Table 2 Summary of recommended health monitoring in schizophrenia (2)

Over the following year, clinicians and administrators began a number of initiatives to address these issues: (1) a review of existing health education, exercise, and nutrition-related programming in the outpatient setting, with the goal of further developing culturally-sensitive interventions; (2) a review of clinical policies and procedures related to health monitoring and interventions, with the goal of designing a health monitoring system for all outpatients; (3) the initiation of two targeted health status research projects for community patients, one for inpatient and the other in an outpatient setting. The inpatient project is assessing patient knowledge about metabolic syndrome and preferences for interventions. The outpatient project is attempting to rigorously implement health monitoring measures recommended by Marder et al. for a small sample of patients receiving atypical antipsychotic medications.
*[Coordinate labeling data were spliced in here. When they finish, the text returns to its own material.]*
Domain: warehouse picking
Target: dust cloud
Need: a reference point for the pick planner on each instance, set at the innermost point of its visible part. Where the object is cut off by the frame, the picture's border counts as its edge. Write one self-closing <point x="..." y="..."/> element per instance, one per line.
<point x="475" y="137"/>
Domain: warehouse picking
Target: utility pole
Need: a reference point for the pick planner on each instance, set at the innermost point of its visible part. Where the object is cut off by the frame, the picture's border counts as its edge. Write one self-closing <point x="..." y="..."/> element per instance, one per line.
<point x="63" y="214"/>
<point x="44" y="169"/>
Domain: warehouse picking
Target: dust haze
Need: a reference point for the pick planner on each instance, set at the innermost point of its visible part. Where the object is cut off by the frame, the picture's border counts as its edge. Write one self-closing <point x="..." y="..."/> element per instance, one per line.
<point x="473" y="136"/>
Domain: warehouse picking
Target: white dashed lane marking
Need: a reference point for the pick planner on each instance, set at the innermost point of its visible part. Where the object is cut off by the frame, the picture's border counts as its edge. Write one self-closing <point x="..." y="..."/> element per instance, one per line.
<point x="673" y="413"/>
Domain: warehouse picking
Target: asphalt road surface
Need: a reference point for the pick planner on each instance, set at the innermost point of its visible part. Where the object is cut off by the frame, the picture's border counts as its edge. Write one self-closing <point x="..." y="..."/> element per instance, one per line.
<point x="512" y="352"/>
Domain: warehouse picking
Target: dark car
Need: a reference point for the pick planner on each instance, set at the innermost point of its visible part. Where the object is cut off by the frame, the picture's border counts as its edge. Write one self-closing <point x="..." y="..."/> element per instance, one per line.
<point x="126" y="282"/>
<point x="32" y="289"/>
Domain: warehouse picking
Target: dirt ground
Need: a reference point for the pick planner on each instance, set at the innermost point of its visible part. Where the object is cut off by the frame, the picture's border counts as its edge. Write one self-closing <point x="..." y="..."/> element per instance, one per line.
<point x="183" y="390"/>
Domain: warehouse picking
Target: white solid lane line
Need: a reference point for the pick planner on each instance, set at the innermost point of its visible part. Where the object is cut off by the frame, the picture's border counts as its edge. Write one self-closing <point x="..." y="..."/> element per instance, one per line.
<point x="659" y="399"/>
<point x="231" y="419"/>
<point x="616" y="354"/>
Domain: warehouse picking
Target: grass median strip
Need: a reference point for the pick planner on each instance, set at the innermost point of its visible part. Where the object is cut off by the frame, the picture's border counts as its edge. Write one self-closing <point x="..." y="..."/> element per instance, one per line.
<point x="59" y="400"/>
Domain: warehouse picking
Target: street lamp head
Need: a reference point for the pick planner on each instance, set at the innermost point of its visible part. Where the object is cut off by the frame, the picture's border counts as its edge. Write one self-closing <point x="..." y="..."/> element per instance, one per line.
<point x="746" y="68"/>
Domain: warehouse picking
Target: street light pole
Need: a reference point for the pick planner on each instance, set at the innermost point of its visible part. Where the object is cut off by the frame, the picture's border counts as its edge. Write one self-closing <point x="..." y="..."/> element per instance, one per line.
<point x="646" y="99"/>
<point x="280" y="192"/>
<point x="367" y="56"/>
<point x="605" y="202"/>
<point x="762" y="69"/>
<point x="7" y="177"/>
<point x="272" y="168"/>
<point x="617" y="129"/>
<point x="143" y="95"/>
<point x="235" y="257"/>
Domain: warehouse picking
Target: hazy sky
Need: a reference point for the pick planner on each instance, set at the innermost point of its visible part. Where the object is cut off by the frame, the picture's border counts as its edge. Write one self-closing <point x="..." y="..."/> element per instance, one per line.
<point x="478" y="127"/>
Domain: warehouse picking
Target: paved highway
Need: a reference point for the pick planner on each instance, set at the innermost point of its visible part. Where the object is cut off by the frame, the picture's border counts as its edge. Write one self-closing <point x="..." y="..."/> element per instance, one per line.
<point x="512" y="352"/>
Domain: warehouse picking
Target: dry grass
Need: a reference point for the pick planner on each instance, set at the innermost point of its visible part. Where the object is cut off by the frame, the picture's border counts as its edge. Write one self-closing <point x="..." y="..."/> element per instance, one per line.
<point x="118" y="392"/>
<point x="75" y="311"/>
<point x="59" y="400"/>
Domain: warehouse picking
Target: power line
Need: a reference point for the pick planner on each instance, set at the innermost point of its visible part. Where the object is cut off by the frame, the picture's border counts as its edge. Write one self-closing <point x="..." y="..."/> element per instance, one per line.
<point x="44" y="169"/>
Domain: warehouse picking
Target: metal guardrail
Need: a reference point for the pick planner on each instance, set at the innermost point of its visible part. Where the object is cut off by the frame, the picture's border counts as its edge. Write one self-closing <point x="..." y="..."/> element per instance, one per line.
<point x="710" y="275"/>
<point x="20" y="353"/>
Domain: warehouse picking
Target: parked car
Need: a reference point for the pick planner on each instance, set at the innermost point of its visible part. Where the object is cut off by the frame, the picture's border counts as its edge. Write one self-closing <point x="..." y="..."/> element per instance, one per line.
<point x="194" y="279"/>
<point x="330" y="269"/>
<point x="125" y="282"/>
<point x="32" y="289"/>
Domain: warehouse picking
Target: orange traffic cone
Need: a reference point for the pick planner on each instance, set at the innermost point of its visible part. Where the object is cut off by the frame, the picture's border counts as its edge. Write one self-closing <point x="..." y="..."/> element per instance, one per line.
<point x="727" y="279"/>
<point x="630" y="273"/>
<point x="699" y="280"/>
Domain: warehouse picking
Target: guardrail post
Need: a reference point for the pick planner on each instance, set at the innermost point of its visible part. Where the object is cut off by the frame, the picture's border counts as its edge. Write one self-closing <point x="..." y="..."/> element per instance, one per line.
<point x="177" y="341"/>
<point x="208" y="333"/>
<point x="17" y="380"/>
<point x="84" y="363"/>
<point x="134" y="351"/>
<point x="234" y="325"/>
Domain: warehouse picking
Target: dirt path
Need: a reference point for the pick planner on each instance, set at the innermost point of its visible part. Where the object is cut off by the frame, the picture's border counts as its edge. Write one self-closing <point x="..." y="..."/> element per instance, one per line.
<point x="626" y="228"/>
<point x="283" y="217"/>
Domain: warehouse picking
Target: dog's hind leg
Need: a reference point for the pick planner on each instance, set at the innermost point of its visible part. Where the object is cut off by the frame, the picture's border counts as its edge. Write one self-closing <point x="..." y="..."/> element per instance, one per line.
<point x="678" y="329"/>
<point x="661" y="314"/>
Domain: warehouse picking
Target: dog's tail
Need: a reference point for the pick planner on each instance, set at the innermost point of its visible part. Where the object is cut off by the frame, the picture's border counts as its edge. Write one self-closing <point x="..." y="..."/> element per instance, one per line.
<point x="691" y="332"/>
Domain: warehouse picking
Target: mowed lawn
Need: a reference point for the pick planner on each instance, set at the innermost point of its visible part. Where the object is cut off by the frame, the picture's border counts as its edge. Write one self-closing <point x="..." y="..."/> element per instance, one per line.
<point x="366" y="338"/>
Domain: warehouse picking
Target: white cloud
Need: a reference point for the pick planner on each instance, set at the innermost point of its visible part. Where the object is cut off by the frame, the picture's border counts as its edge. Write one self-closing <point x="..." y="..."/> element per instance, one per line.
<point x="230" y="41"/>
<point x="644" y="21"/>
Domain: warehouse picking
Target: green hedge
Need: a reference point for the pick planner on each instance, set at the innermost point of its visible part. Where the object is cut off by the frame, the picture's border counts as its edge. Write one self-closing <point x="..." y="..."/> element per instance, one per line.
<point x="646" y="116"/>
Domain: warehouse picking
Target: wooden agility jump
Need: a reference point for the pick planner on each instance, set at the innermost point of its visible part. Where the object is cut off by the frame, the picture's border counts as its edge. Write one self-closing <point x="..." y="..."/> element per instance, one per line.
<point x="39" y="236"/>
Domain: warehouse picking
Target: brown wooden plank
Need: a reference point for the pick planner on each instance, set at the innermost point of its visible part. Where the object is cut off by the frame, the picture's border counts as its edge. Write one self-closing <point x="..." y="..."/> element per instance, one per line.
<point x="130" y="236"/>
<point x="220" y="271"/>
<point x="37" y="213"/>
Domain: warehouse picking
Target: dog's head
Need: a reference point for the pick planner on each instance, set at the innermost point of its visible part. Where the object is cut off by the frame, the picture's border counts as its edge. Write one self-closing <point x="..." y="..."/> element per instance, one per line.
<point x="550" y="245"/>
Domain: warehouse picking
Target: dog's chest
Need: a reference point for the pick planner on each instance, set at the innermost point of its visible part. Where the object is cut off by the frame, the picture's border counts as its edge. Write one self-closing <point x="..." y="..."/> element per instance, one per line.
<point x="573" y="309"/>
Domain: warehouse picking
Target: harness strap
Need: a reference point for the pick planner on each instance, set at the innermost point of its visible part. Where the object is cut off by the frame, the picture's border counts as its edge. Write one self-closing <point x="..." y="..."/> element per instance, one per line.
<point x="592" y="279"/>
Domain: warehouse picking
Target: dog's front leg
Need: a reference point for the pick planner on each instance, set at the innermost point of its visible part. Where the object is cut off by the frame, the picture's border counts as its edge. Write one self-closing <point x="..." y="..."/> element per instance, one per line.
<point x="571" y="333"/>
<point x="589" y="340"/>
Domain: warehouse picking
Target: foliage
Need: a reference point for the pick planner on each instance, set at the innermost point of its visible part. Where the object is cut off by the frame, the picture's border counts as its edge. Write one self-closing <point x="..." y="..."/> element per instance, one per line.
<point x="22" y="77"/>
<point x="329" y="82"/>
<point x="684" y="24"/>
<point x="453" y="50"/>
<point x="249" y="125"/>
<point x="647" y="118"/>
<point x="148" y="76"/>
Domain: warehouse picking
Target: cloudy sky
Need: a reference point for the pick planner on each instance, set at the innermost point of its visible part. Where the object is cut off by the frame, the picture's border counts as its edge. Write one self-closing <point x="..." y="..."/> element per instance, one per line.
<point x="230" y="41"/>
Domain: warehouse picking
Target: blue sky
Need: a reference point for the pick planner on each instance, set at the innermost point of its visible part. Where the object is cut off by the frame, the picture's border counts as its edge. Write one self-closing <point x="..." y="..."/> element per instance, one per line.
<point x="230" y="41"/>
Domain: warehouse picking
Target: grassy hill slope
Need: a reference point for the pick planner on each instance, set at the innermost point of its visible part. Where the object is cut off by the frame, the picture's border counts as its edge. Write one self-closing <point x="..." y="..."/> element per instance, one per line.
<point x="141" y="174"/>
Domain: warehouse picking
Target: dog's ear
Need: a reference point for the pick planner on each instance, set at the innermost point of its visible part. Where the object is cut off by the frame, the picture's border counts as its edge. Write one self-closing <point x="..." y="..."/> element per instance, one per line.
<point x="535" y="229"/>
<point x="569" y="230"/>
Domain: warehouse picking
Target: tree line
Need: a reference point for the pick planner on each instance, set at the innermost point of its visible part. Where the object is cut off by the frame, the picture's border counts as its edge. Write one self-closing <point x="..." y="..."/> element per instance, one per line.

Future projects will include the initiation of more detailed nutritional assessment and education, and adaptation of electronic medical records to develop flags for health risk indices, such as weight gain on atypical antipsychotics. An application for grant funding for a research project to adapt a program for behavioral and nutritional intervention developed by Ganguli and colleagues [31] to our Hispanic outpatients has been submitted.

Limitations

This study is limited by its small sample size, its cross-sectional study design, and its assessment of only one clinical setting. The 69 subjects assessed in this study may differ from the 35 in the same program who were not assessed, with regard to medications prescribed, medical problems encountered and other factors. Laboratory results obtained from psychiatric charts may underestimate the adequacy of medical follow-up. In further studies, it would be important to know how these patients compare to their relatives without chronic mental disorders, as well as to other Hispanic and non-Hispanic populations of chronically mentally ill individuals. While it is unclear how WHCS study subjects’ health status (obesity, hypertension, etc.) compares to other groups, they are clearly at risk for negative health outcomes.

Conclusions

By a combination of formal and informal authority [32], this Clinical Director-initiated project has mobilized the organization’s efforts to address a significant medical problem among psychiatric outpatients. Davidoff and Batalden [33] have described a process of making observations in quality improvement projects, followed by more systematic assessment of the problem, followed by development of an intervention which can then be documented for publication, and be compared, replicated and evaluated in other settings. Beside this current project, we have pursued this approach in other arenas, including decreasing seclusion and restraint [34], and in instituting a patient coping agreement [35]. Such an approach can link clinical care, policy issues, utilization review/quality assurance procedures, and the development of important new clinical research. Clinical Directors working in academic medical settings that include community services have the opportunity to develop such synergies to effectively advance clinical care, service delivery, and patient care research.